Exactly this. I don't have a big problem with staycation but the application of it to trips within the UK is very annoying. The idea that you have to fly somewhere to have a 'proper' holiday is offensive.
> To really add to this... when did staycation morph from doing holiday type activities from your house to not travelling abroad? If you have come on a journey to clog up the rods round my house* with your f*cking caravan, you have not “stayed” anywhere.
>
> *other tourist destinations available, although it doesn’t feel like it at the minute
Yes, this! I'm a bit ambivalent about the word 'staycation' but at least it did actually have a proper meaning when used to describe taking time off work but staying at home. I am disproportionately angered by it morphing into a word for a holiday that doesn't involve going overseas.
ETA ... although, yes, as somebody has just also said, the implicit idea that a holiday in the UK isn't 'proper' does seem pretty offensive to the many people who can't afford to go abroad. And that does add to the irritation.
> ETA ... although, yes, as somebody has just also said, the implicit idea that a holiday in the UK isn't 'proper' does seem pretty offensive to the many people who can't afford to go abroad. And that does add to the irritation.
Also those who can afford to go abroad but for various reasons choose not to.

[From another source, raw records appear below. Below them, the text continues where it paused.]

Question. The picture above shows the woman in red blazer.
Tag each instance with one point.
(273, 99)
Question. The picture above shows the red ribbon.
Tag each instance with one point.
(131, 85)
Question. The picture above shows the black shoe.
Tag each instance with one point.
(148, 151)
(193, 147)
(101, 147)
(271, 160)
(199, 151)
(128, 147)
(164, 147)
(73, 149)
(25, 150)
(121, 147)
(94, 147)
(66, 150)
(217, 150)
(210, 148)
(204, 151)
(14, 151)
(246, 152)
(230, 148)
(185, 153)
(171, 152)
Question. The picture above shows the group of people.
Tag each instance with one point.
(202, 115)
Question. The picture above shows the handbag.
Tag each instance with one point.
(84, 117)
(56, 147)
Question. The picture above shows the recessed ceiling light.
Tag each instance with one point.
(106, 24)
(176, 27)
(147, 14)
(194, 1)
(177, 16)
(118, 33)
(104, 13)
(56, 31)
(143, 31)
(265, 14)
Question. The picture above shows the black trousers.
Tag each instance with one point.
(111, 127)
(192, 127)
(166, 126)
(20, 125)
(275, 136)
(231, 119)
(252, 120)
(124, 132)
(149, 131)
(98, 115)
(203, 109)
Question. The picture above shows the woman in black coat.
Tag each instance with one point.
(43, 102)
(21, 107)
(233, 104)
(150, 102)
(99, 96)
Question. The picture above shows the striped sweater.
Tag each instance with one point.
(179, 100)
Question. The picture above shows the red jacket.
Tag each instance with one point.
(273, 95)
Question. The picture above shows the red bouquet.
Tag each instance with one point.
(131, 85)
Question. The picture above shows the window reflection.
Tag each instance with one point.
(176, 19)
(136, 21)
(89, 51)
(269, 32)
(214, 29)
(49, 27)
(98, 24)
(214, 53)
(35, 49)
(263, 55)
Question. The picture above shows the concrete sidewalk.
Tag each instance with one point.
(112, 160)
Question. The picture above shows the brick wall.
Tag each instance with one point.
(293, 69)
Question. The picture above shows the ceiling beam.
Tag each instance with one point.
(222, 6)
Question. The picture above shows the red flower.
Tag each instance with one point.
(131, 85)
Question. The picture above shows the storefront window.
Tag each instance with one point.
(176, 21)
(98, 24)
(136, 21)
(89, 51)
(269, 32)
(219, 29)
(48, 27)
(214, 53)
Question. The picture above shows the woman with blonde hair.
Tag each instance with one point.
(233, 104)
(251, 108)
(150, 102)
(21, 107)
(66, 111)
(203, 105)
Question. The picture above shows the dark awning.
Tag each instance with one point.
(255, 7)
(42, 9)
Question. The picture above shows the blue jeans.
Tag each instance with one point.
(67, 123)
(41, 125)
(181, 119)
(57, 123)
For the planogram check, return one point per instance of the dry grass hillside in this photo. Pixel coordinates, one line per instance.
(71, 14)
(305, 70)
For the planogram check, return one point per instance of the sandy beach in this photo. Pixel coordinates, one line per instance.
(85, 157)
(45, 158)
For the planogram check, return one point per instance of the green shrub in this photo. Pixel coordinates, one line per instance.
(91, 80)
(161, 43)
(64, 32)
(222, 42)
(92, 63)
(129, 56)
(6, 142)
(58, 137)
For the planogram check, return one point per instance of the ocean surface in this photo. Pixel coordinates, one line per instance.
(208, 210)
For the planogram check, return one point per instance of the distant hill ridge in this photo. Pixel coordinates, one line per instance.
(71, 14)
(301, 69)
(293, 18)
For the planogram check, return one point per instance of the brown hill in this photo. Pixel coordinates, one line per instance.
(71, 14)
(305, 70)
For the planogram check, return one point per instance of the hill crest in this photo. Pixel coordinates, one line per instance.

> I am not debating this any longer.
https://www.google.co.uk/search?q=is+vacation+american+english&source=h...
I had a google, as far as common usage goes, it seems to be American English, I suppose it might be 'technically American' too, but it's hard to be technical about language, compared to science or engineering, something technical. I had a drunk conversation (he was rather drunk, and I was only slightly slightly slower than normal) with somebody about the definition of a dialect, and there's apparently a threshold or a percentage, above which words need to not be standard English for it to be a dialect. It seemed slightly arbitrary, compared to something more technical, along the lines of 'Who decided that percentage, and why?'.
I don't feel strongly either way, though, having googled, it'd be an interesting surprise to find that it isn't...
A bit on Defaecations here
https://www.bbc.co.uk/news/uk-england-cumbria-56977157
when I started to go camping in the hills we always took an old ww2 entrenching tool to bury human waste
in fact I remember school summer camp to the Otterburn area where the first job was to build latrines. The teacher in charge was one Michael Tolkien, grandson of the One.